@fsnjs/tokenize

@fsnjs/tokenize

@fsnjs/tokenize is a zero-dependency library that facilitates tokenization for applications such as parsers or interpreters where incoming data needs to be broken down into tokens for further processing.

The library's primary export is the abstract Tokenizer class that is designed to take in a sequence of values (e.g., characters, objects, etc.) and convert them into structured tokens that can later be processed by another part of the application.

An additional export added in v2.0.0 is StringTokenizer that provides various functions that are useful when parsing string inputs.

You can view detailed documentation here.

To see Tokenizer in action, check out examples here.

The Tokenizer Error class is an extension of SyntaxError that provides a format function. This format function provides you with an error string in the following format:

/path/to/my_script.ts:2:4 - error: This is a dumb function, isn't it.

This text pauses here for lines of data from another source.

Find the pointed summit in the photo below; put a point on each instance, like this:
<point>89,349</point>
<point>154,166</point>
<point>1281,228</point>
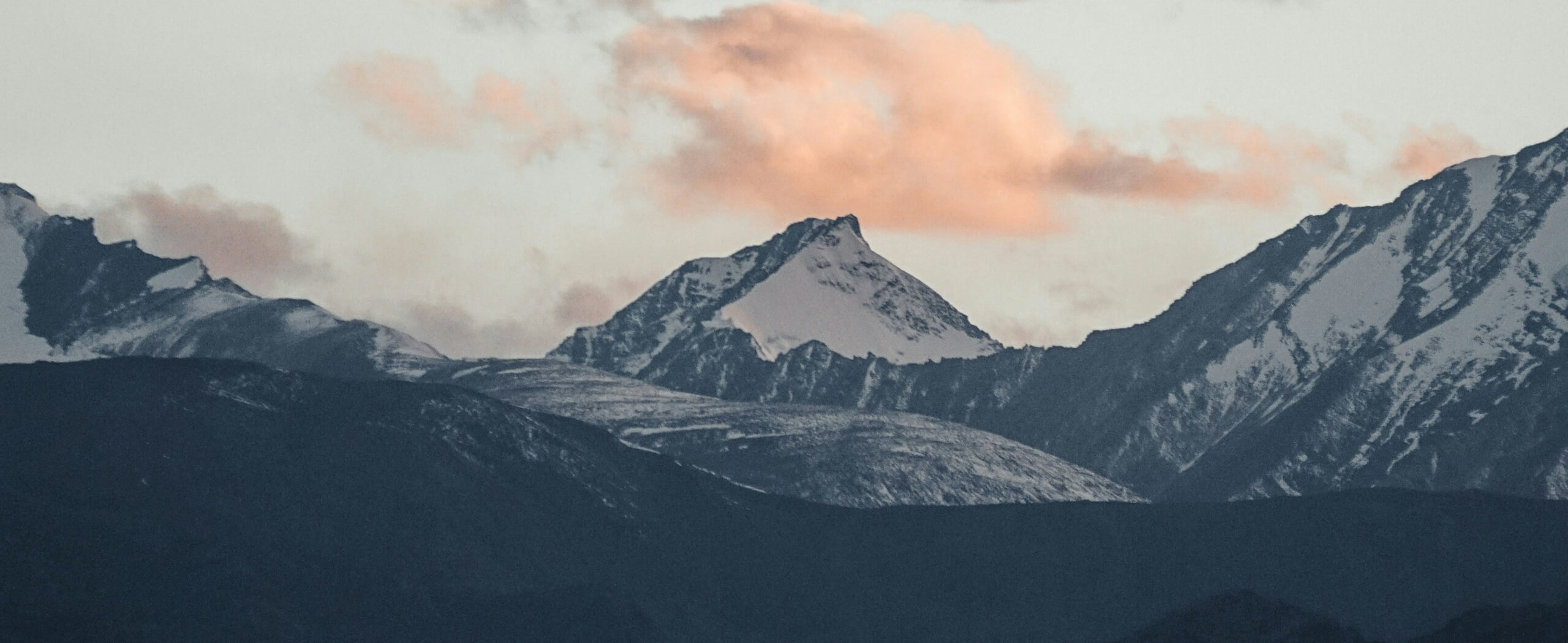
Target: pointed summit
<point>818,281</point>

1 function my_function() {
2 throw new Error(`This is a dumb function, isn't it.`);
^
3 }

The format function accepts an object that has the parameters:

Parameter Type Default Description
trimLength number, undefined null The number of lines to precede and follow the error line.
lineNumbers boolean, undefined true Whether line numbers should be prepended to each line.
showOnlyErrorLn boolean, undefined null Whether only the error line and caret should be shown.

If you would like your error messages to be automatically colorized, you can register color functions from a library like Chalk with this method.

If you would like the code in your error messages to be colorized, you can register a function that colorizes the output code with this method.

  • Introduces StringTokenizer, an extension of Tokenizer that provides useful string utilities.

  • The abstract R type in Tokenizer<T, R> no longer extends Token to provide more type flexibility in situations where a position is not necessary.

  • A peek method was added that returns the value from the top of vals without unshifting it from vals.

  • An options parameter was added to prettyPrint in TokenizerError that provides you with the ability to...

    • Return a chunk of the source with the caret pointer
    • Add line numbers to the left of each line
  • orphan_behavior was removed from the consume function. Orphaned tokens are unshifted onto vals.
  • next was renamed to shift, and the lookahead parameter was removed.